I would like to read the a CSV into R that is quoted, comma-separated (i.e. sep = ","
not sep = ";"
as read.csv2
defaults to) but that
- uses the comma inside fields as the decimal separator
- contains periods to separate each group of three digits from the right
An example of a problematic entry is "3.051,00"
in the final line of the excerpt from the CSV shown.
I tried
dat <- read.csv2("path_to_csv.csv", sep = ",", stringsAsFactors = FALSE)

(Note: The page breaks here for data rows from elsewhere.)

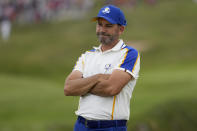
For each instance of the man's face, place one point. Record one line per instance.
(106, 32)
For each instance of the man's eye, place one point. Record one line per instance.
(108, 25)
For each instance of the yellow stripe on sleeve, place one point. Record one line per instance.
(135, 62)
(114, 101)
(124, 57)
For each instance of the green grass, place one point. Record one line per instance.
(36, 60)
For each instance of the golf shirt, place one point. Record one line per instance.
(120, 57)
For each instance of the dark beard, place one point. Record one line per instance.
(108, 38)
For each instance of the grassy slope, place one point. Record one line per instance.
(34, 63)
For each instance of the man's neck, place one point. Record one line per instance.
(105, 47)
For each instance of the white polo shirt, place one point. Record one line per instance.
(121, 57)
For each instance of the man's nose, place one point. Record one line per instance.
(102, 29)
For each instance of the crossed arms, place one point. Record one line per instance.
(99, 84)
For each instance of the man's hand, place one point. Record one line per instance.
(111, 85)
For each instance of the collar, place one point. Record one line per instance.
(117, 47)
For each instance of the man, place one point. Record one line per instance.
(105, 77)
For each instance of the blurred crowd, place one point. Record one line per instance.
(35, 11)
(130, 3)
(24, 11)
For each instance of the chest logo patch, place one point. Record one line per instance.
(107, 67)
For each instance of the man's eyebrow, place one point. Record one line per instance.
(109, 24)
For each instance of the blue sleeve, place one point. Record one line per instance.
(130, 60)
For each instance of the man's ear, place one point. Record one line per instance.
(121, 28)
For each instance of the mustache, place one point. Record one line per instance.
(102, 33)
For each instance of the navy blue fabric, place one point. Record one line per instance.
(110, 125)
(112, 14)
(130, 60)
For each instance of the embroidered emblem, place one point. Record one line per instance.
(106, 10)
(107, 67)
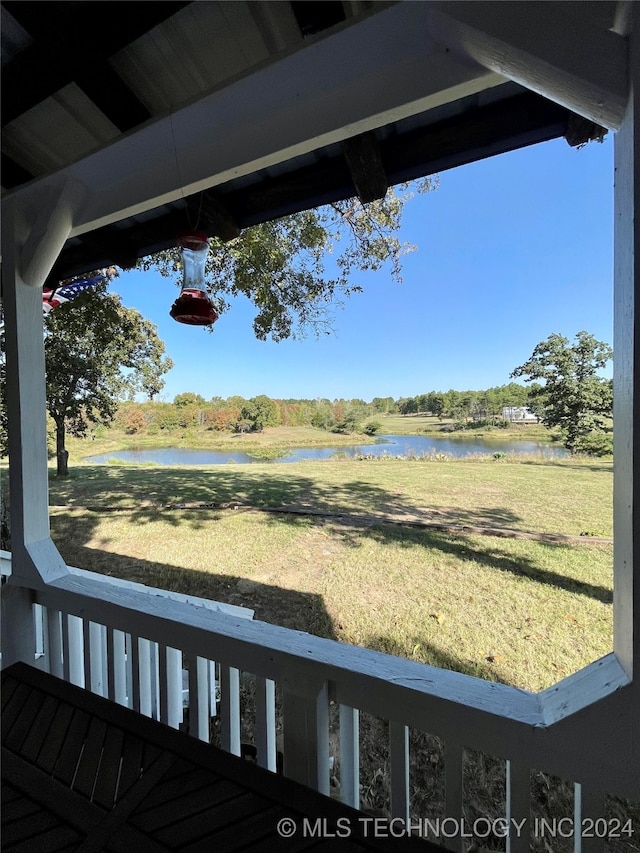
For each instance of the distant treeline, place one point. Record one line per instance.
(237, 414)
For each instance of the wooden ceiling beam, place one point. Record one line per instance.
(213, 215)
(364, 160)
(55, 58)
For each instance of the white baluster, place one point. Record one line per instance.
(350, 756)
(453, 791)
(399, 748)
(54, 633)
(199, 698)
(266, 722)
(230, 708)
(518, 807)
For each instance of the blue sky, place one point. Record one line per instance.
(509, 250)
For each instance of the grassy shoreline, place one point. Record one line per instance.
(423, 594)
(277, 440)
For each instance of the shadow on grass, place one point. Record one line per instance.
(433, 655)
(148, 492)
(493, 557)
(300, 611)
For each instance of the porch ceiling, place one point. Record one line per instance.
(79, 77)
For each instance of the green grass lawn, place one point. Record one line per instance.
(523, 612)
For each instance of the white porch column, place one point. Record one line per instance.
(626, 597)
(31, 242)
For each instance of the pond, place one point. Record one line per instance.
(391, 445)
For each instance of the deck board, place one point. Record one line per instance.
(99, 778)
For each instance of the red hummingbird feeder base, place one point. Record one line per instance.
(193, 307)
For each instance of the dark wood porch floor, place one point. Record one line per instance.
(80, 773)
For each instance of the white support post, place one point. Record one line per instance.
(266, 723)
(350, 756)
(31, 242)
(626, 373)
(230, 708)
(306, 736)
(18, 632)
(399, 748)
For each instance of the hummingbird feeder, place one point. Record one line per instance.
(193, 307)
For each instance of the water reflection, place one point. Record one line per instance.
(392, 445)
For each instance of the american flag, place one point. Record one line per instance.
(52, 298)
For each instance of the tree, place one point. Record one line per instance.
(188, 398)
(280, 265)
(97, 351)
(260, 412)
(573, 397)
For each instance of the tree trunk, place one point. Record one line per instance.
(62, 454)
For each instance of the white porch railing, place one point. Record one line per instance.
(131, 644)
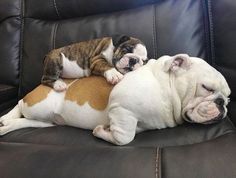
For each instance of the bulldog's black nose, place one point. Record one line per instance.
(132, 61)
(219, 101)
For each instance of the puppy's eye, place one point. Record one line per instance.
(208, 89)
(127, 49)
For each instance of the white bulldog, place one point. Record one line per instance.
(161, 94)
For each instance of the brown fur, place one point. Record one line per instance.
(94, 90)
(39, 93)
(88, 55)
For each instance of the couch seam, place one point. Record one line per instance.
(206, 33)
(21, 47)
(54, 36)
(154, 33)
(210, 18)
(57, 11)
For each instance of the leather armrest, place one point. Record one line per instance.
(8, 96)
(215, 158)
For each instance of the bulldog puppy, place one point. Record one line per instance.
(161, 94)
(110, 57)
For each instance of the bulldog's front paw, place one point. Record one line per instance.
(101, 131)
(60, 86)
(113, 76)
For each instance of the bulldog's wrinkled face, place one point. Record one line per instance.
(204, 91)
(129, 54)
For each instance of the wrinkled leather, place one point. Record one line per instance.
(69, 136)
(31, 28)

and a variant using read.csv
(both are identical except for their defaults as noted in Difference between read.csv() and read.csv2() in R. Both return improperly-formatted data.frame
s (e.g. containing 3.051,00
).
Can I read this comma-separated file in directly with read.table
without having to perform text-preprocessing?
Excerpt of CSV
praf,pmek,plcg,PIP2,PIP3,p44/42,pakts473,PKA,PKC,P38,pjnk
"26,40","13,20","8,82","18,30","58,80","6,61","17,00","414,00","17,00","44,90","40,00"

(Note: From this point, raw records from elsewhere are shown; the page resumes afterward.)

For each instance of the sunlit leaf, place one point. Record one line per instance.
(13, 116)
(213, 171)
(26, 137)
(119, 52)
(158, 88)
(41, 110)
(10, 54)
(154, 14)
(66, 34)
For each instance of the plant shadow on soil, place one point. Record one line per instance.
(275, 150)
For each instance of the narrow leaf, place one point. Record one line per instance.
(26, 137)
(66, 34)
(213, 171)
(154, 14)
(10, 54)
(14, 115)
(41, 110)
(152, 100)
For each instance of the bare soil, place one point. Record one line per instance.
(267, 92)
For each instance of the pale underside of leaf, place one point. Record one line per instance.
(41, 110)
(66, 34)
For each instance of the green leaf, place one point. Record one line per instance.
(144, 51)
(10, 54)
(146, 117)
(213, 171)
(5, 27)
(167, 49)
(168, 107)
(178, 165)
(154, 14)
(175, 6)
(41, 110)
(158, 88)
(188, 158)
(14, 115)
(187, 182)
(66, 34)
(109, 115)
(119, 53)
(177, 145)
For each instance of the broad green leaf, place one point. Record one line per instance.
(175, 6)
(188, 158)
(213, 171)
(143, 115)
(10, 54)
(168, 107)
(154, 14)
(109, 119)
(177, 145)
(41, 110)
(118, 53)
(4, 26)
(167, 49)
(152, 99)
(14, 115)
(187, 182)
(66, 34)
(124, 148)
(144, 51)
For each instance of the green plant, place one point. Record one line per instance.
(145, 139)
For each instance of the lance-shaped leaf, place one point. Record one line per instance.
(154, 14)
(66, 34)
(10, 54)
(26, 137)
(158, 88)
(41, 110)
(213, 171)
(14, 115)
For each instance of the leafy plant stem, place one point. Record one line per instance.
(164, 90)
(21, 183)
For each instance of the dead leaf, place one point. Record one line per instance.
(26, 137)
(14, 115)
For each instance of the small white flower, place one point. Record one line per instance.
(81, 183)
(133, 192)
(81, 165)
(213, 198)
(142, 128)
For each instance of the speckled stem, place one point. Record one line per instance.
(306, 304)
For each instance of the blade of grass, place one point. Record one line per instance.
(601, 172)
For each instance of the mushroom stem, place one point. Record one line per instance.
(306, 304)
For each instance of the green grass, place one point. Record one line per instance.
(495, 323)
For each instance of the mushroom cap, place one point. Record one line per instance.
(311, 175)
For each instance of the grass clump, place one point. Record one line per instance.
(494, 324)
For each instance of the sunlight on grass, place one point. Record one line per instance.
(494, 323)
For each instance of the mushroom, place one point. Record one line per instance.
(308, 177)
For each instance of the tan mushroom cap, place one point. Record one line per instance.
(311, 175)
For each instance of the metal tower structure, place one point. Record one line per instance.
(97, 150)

"35,90","16,50","12,30","16,80","8,13","18,60","32,50","352,00","3,37","16,50","61,50"
"59,40","44,10","14,60","10,20","13,00","14,90","32,50","403,00","11,40","31,90","19,50"
"62,10","51,90","13,60","30,20","10,60","14,30","37,90","692,00","6,49","25,00","91,40"
"75,00","33,40","1,00","31,60","1,00","19,80","27,60","505,00","18,60","31,10","7,64"
"20,40","15,10","7,99","101,00","35,90","9,14","22,90","400,00","11,70","22,70","6,85"
"47,80","19,60","17,50","33,10","82,00","17,90","35,20","956,00","22,50","43,30","20,00"
"59,90","53,30","11,80","77,70","12,90","11,10","37,90","1.407,00","18,80","29,40","16,80"
"46,60","27,10","12,40","109,00","21,90","21,50","38,20","207,00","11,00","31,30","12,00"
"51,90","21,30","49,10","58,80","10,80","58,80","200,00","3.051,00","15,30","39,20","15,70"
Note: I am aware of the question European and American decimal format for thousands, which is not sufficient. This user preprocesses the file they want to read in whereas I would like a direct means of reading a CSV of the kind shown into R.
CodePudding user response:
Most of it is resolved with dec=","
,
# saved your data to 'file.csv'
out <- read.csv("file.csv", dec=",")
head(out)
# praf pmek plcg PIP2 PIP3 p44.42 pakts473 PKA PKC P38 pjnk
# 1 26.4 13.2 8.82 18.3 58.80 6.61 17.0 414,00 17.00 44.9 40.00
# 2 35.9 16.5 12.30 16.8 8.13 18.60 32.5 352,00 3.37 16.5 61.50
# 3 59.4 44.1 14.60 10.2 13.00 14.90 32.5 403,00 11.40 31.9 19.50
# 4 62.1 51.9 13.60 30.2 10.60 14.30 37.9 692,00 6.49 25.0 91.40
# 5 75.0 33.4 1.00 31.6 1.00 19.80 27.6 505,00 18.60 31.1 7.64
# 6 20.4 15.1 7.99 101.0 35.90 9.14 22.9 400,00 11.70 22.7 6.85
Only one column is string:
sapply(out, class)
# praf pmek plcg PIP2 PIP3 p44.42 pakts473 PKA PKC P38
# "numeric" "numeric" "numeric" "numeric" "numeric" "numeric" "numeric" "character" "numeric" "numeric"
# pjnk
# "numeric"
This can be resolved post-read with:
ischr <- sapply(out, is.character)
out[ischr] <- lapply(out[ischr], function(z) as.numeric(gsub(" ", "", chartr(",.", ". ", z))))
out$PKA
# [1] 414 352 403 692 505 400 956 1407 207 3051
If you'd rather read it in without post-processing, you can pipe(.)
it, assuming you have sed
available[^1]:
out <- read.csv(pipe("sed -E 's/([0-9])[.]([0-9])/\\1\\2/g;s/([0-9]),([0-9])/\\1.\\2/g' < file.csv"))
Notes:
sed
is generally available on all linux/macos systems, and on windows computers it is included within Rtools.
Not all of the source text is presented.